In this project, the team use terahertz technology to monitor in a noninvasive way how water content is changing in plants. This information will help the team regulate the necessary amount of water given to plants in different environments so that only the water required for the survival and growth of plants is used.

Sam Coogan
Professor Sam Coogan and Omar Isaac Asensio, a post-doctoral fellow in the Anderson School, are the principal investigators of a project aimed at changing the way electrical vehicles are charged.

The two are monitoring transaction data for charging stations around LA to understand how people use electric vehicle infrastructure. With this data, the two are analyzing the best way to implement load shifting to the charging system. Load shifting is a method in which the time energy is used is shifted. Using this method, a car being charged overnight would not receive power continuously, it would receive power in a broken-up series of charging loads.

If charging time is effectively broken up, then moments of high energy demand could be avoided. At times when there is a high demand for energy, coal-fired power plants are activated to meet the demand. The goal of the project is to lessen the use of coal-fired power plants since they are bad for the environment.

Chee Wei Wong
Professor Chee Wei Wong and his team are working on a laser ranging system to be used in autonomous self-driving cars. The purpose of their project is to examine a self-driving car on campus and study the effect of having it here.

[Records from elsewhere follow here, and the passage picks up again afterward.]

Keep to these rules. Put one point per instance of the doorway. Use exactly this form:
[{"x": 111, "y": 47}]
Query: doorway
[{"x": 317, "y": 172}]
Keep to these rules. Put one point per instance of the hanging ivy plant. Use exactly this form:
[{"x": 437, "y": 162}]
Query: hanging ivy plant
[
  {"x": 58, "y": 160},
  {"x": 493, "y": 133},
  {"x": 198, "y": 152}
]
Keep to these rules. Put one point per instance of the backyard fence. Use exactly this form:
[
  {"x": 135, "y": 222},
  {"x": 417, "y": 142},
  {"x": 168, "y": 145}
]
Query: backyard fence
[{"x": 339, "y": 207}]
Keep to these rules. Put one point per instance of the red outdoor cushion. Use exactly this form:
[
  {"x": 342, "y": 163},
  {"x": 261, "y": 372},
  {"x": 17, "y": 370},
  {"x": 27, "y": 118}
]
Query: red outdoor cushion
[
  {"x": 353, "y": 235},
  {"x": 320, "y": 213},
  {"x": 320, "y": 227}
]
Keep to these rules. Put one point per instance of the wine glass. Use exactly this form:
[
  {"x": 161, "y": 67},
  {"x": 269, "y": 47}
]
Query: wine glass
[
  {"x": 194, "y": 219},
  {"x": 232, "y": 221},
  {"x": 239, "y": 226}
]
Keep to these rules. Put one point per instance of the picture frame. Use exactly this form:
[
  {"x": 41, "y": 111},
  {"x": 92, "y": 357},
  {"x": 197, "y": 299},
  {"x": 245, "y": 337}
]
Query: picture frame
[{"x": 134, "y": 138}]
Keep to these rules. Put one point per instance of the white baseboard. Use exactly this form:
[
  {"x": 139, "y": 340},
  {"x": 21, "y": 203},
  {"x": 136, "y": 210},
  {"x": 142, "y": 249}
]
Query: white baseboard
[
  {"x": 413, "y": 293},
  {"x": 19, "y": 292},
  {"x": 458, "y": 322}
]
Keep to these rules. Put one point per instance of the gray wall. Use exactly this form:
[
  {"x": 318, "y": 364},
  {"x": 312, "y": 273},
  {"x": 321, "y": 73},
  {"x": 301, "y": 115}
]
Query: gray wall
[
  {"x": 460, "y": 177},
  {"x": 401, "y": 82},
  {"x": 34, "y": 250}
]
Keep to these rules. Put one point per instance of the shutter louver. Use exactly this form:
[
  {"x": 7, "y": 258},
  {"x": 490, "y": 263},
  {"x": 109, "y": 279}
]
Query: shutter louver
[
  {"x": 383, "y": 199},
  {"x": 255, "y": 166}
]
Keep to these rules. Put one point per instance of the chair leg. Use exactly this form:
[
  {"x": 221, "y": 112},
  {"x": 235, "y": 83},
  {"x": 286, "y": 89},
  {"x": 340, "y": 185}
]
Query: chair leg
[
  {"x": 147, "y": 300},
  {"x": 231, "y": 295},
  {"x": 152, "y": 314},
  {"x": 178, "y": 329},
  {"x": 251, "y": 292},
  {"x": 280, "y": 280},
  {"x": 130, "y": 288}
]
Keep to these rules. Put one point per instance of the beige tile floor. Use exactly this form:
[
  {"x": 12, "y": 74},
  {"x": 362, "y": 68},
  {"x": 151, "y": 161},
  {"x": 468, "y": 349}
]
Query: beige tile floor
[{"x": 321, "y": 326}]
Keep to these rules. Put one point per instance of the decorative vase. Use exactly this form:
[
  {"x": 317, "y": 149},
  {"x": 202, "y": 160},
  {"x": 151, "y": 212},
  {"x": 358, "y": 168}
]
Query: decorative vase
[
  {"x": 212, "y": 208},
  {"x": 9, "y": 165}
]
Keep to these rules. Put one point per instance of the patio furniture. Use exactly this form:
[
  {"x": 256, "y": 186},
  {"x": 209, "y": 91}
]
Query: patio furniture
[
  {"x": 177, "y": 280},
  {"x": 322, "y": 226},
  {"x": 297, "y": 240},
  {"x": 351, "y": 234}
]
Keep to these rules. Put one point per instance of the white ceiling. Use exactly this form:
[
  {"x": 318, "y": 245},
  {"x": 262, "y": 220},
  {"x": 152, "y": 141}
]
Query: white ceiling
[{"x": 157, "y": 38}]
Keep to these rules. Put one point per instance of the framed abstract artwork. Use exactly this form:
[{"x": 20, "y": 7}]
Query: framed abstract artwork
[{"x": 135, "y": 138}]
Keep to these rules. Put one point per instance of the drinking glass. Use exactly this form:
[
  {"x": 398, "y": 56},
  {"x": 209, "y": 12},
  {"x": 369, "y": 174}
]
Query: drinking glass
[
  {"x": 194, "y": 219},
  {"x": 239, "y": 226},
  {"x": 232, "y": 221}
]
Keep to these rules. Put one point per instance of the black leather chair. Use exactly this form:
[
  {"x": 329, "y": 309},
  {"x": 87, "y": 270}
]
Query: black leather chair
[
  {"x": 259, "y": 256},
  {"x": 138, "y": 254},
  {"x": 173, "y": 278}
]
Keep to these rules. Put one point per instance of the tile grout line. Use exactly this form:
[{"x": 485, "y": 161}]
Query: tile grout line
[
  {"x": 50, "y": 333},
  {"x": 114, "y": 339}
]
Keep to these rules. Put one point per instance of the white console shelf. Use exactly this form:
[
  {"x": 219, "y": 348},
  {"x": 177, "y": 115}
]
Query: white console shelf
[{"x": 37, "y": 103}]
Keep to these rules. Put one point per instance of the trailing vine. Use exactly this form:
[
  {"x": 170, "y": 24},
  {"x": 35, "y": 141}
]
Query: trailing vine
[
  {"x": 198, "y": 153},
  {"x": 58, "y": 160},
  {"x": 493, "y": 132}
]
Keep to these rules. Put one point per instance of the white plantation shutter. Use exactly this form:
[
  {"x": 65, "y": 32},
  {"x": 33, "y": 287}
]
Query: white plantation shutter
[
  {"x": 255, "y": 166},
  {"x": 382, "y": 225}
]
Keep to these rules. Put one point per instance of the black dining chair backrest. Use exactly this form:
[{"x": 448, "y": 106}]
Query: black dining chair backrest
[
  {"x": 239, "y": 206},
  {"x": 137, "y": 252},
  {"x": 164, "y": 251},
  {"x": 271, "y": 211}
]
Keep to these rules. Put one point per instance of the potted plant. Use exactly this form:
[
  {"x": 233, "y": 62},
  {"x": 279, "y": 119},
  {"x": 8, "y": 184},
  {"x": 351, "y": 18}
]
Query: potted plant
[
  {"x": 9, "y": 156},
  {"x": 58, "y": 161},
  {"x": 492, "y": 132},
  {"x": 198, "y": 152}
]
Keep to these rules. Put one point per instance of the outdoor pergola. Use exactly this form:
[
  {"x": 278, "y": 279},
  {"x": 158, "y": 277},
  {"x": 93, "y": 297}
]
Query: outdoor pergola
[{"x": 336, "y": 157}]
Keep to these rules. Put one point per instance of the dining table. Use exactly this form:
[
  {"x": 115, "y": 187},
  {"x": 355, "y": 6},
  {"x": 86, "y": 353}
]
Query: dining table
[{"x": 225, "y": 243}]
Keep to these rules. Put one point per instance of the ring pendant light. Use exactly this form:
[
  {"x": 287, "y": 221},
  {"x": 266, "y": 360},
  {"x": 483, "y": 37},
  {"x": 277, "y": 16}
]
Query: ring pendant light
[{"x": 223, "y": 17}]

The team intends to bring a self-driving sedan to campus for test runs, perhaps interfacing with students in a fixed route around campus. The purpose of having the car on campus is to see if the car changes the mobility and transportation patterns of early adopters. The self-driving car could promote sustainability if people used the shared self-driving car instead of their own cars. The car could also solve the “last mile” obstacle of mass rapid public transportation. Emission sensors on the car can measure the car’s emissions rate during autonomous operation.